AMOS, Qc — À l’instar du chef caquiste François Legault, Jean-François Lisée estime lui aussi que la réglementation concernant les milieux humides pourrait être assouplie pour faciliter la vie des citoyens des régions, comme celle de l’Abitibi-Témiscamingue.

M. Lisée, qui était accompagné du doyen de l’Assemblée nationale François Gendron, a expliqué lors de son passage à Amos, mardi après-midi, qu’il souhaiterait changer les règlements et l’application «rigide» de ceux-ci lorsqu’il est question des milieux humides.

Actuellement, ceux qui souhaitent construire sur ces terres doivent offrir une compensation au gouvernement. Les municipalités de l’Abitibi dénoncent la définition de ce que le ministère entend par milieu humide, ainsi que le calcul effectué pour déterminer la montant à verser.

En mars 2018, la Conférence des préfets de l’Abitibi-Témiscamingue réclamait une modulation des compensations, ainsi qu’une exemption des périmètres urbains pour la région.

«C’est fou raide!», a laissé tomber M. Gendron.

«Sur la terre familiale, chez nous, il y a un petit morceau de terre noire, il est dans les milieux humides avec la réglementation d’aujourd’hui. C’est une propriété privée», a-t-il ajouté.

Selon le député sortant, ces milieux sur les terres privées «n’ont pas de valeur écologique».

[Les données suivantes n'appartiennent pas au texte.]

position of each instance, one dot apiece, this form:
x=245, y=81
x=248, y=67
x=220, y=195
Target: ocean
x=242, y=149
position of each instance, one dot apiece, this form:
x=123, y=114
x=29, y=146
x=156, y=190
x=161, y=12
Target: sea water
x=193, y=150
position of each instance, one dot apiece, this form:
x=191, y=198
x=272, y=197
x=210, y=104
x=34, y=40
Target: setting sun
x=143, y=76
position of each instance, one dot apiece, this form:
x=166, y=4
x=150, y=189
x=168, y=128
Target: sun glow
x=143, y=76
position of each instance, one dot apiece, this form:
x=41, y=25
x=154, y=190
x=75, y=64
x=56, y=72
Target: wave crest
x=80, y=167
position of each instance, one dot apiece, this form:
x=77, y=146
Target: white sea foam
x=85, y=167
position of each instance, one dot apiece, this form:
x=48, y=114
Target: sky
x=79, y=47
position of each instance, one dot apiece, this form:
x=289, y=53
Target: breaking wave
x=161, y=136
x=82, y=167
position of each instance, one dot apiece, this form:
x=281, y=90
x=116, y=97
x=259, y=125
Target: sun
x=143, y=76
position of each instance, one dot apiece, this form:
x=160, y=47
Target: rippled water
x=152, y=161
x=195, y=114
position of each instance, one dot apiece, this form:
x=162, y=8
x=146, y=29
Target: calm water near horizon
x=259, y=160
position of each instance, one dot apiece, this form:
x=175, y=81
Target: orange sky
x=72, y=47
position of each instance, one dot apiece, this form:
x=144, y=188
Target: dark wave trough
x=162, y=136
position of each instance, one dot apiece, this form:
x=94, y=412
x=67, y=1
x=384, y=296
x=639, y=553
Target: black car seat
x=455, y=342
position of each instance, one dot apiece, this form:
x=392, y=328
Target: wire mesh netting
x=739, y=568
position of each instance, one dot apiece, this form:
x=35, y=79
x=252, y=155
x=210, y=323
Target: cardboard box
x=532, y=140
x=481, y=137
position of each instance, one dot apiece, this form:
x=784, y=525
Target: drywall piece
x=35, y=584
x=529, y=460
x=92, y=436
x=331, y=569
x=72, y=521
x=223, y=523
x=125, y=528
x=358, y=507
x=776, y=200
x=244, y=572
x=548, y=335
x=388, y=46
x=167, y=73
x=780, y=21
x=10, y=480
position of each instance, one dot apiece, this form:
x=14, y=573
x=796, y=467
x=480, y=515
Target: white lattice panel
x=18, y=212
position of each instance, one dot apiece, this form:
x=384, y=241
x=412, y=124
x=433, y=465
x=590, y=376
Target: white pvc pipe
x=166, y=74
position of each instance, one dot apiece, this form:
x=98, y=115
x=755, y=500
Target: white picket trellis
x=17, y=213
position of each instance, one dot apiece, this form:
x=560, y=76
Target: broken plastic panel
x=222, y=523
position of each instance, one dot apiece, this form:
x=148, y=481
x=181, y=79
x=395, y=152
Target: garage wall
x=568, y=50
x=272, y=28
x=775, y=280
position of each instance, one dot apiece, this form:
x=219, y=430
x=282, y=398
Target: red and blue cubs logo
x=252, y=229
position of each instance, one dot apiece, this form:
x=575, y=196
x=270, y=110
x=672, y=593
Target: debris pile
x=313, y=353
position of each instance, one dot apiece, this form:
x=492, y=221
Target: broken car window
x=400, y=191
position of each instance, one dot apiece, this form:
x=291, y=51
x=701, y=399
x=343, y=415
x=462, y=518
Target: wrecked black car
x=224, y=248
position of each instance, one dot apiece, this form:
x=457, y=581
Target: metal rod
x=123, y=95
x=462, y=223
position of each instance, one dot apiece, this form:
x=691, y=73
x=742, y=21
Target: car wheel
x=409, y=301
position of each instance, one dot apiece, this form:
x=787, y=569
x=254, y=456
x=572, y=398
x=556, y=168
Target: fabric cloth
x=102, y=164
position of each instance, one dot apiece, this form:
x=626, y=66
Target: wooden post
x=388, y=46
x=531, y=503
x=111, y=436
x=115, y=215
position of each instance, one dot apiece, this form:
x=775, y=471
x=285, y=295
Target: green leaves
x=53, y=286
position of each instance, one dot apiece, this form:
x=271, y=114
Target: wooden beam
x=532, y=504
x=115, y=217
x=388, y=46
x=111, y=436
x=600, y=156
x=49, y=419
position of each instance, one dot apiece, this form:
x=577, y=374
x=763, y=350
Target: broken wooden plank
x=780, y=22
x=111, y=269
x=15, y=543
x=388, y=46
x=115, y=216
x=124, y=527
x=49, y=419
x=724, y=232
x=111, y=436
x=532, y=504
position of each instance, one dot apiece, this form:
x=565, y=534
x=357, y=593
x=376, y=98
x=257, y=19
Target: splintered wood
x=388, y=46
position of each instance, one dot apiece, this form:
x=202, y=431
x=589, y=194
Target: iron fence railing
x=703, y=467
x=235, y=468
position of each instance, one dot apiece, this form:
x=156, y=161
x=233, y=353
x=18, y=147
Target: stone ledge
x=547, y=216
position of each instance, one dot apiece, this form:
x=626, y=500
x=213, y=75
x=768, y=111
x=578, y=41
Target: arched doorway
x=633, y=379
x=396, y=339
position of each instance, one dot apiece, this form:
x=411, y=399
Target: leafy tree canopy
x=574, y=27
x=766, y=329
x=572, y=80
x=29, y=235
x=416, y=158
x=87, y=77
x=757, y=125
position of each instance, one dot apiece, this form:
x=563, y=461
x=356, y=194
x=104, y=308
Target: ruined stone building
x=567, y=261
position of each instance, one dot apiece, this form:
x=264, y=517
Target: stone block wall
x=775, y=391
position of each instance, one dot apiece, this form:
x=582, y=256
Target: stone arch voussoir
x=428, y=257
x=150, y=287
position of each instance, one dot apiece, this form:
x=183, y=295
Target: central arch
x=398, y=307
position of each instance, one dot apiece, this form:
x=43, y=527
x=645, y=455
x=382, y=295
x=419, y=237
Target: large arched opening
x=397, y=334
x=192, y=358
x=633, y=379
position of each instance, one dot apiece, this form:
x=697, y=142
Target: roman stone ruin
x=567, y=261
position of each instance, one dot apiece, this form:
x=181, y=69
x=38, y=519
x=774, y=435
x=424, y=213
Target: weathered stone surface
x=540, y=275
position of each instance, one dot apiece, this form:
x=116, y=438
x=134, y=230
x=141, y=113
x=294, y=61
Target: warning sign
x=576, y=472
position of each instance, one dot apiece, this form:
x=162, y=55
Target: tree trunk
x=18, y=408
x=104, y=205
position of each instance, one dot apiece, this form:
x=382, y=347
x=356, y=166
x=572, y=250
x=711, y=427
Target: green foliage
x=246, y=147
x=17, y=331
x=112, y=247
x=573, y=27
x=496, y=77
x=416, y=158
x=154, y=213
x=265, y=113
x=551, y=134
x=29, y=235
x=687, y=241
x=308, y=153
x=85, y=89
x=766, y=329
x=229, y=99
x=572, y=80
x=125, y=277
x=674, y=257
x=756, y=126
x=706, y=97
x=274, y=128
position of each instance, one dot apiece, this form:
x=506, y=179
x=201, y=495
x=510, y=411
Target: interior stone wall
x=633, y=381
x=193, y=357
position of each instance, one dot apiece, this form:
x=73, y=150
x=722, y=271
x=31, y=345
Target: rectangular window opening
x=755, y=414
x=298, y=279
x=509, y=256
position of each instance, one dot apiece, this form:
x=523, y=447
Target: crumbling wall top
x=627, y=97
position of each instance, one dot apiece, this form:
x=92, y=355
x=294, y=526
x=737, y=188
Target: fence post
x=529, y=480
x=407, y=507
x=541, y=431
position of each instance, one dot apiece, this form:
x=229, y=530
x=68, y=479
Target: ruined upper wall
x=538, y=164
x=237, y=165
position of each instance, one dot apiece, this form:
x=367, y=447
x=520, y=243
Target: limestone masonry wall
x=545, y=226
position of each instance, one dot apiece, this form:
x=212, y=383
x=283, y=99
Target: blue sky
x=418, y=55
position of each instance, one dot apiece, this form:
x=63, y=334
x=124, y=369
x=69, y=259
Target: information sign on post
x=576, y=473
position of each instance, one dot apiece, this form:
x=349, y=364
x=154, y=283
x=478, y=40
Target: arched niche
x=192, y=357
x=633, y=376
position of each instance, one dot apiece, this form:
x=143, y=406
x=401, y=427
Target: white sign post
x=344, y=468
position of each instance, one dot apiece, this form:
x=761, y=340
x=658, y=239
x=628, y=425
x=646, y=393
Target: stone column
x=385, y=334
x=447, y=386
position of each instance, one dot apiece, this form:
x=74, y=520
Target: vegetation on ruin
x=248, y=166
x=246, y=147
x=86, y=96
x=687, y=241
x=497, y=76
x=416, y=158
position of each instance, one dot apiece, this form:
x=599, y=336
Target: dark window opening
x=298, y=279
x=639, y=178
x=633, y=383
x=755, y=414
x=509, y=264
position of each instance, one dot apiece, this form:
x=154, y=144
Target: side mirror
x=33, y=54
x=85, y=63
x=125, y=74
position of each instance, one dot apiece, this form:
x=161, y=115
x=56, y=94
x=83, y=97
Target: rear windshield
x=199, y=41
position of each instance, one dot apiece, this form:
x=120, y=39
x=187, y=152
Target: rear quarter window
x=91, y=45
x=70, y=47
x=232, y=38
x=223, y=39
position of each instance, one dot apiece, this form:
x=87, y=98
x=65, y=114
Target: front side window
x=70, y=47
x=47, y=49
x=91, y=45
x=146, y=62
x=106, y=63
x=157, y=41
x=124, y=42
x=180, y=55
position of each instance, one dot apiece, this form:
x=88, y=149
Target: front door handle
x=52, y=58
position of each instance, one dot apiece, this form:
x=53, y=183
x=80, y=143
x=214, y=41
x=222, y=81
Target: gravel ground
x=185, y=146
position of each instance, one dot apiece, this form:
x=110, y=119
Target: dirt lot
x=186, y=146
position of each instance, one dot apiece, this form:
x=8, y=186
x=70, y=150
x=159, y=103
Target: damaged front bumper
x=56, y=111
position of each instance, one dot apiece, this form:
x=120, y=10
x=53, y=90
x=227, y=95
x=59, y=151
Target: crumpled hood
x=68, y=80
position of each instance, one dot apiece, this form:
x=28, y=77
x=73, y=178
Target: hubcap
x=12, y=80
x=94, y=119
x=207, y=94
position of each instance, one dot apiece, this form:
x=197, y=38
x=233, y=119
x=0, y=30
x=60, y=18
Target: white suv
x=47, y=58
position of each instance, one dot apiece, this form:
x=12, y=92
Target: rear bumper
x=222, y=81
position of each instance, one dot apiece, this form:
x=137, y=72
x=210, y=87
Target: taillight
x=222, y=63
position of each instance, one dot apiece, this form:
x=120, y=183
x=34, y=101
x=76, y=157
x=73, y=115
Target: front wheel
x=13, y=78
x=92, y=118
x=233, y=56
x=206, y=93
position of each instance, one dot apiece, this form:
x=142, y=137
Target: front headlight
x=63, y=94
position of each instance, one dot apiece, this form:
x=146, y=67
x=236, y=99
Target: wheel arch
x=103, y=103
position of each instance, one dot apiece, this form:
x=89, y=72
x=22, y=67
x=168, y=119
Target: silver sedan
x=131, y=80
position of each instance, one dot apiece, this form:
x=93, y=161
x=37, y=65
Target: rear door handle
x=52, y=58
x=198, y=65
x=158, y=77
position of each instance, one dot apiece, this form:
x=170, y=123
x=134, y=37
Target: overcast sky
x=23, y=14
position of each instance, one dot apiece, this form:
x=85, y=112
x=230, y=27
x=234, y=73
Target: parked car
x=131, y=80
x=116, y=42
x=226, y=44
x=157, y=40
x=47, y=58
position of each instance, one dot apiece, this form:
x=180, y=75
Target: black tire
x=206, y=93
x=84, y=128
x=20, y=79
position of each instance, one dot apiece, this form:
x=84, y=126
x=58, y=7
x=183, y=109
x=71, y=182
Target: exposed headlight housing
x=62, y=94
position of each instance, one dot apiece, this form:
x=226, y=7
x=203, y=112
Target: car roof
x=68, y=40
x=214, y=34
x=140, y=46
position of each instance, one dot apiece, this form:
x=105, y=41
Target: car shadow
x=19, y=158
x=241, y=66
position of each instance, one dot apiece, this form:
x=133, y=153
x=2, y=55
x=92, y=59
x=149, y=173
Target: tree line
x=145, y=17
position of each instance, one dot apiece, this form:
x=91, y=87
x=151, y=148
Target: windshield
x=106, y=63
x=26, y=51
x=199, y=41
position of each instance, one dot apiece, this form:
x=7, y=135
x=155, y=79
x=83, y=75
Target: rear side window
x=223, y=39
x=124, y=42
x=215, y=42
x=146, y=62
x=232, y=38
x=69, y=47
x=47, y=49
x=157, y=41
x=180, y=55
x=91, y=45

La veille, François Legault était lui aussi en Abitibi, à Val-d’Or, où il a formulé des commentaires similaires.

«Est-ce que les règlements manquent de bon sens quand il s’agit des milieux humides? Actuellement, tout le monde m’en parle dans à peu près toutes les villes au Québec», a indiqué le chef Legault.

«Donc il y a peut-être des ajustements à faire du côté des milieux humides», a-t-il conclu.

«Tant mieux» si M. Legault est d’accord, a indiqué le chef péquiste, qui n’a pas hésité à élargir le débat sur le zonage agricole pour attaquer son adversaire.

«C’est clair que la CAQ, c’est le parti du dézonage», a-t-il lancé.

M. Lisée faisait référence à une entrevue que son opposant a accordée à un hebdomadaire de la région de Bellechasse, «La voix du sud», dans laquelle il disait vouloir «raisonner» la Commission de protection du territoire agricole du Québec (CPTAQ) pour qu’elle agrandisse le périmètre urbain.

«Cela prend du leadership au gouvernement pour entamer des discussions avec l’UPA, afin d’amener cette dernière organisation à raisonner la CPTAQ et les amener à changer leur position. Il faut se diriger davantage vers l’industriel, afin de créer encore plus d’emplois de qualité, tout en protégeant nos terres agricoles», a déclaré M. Legault.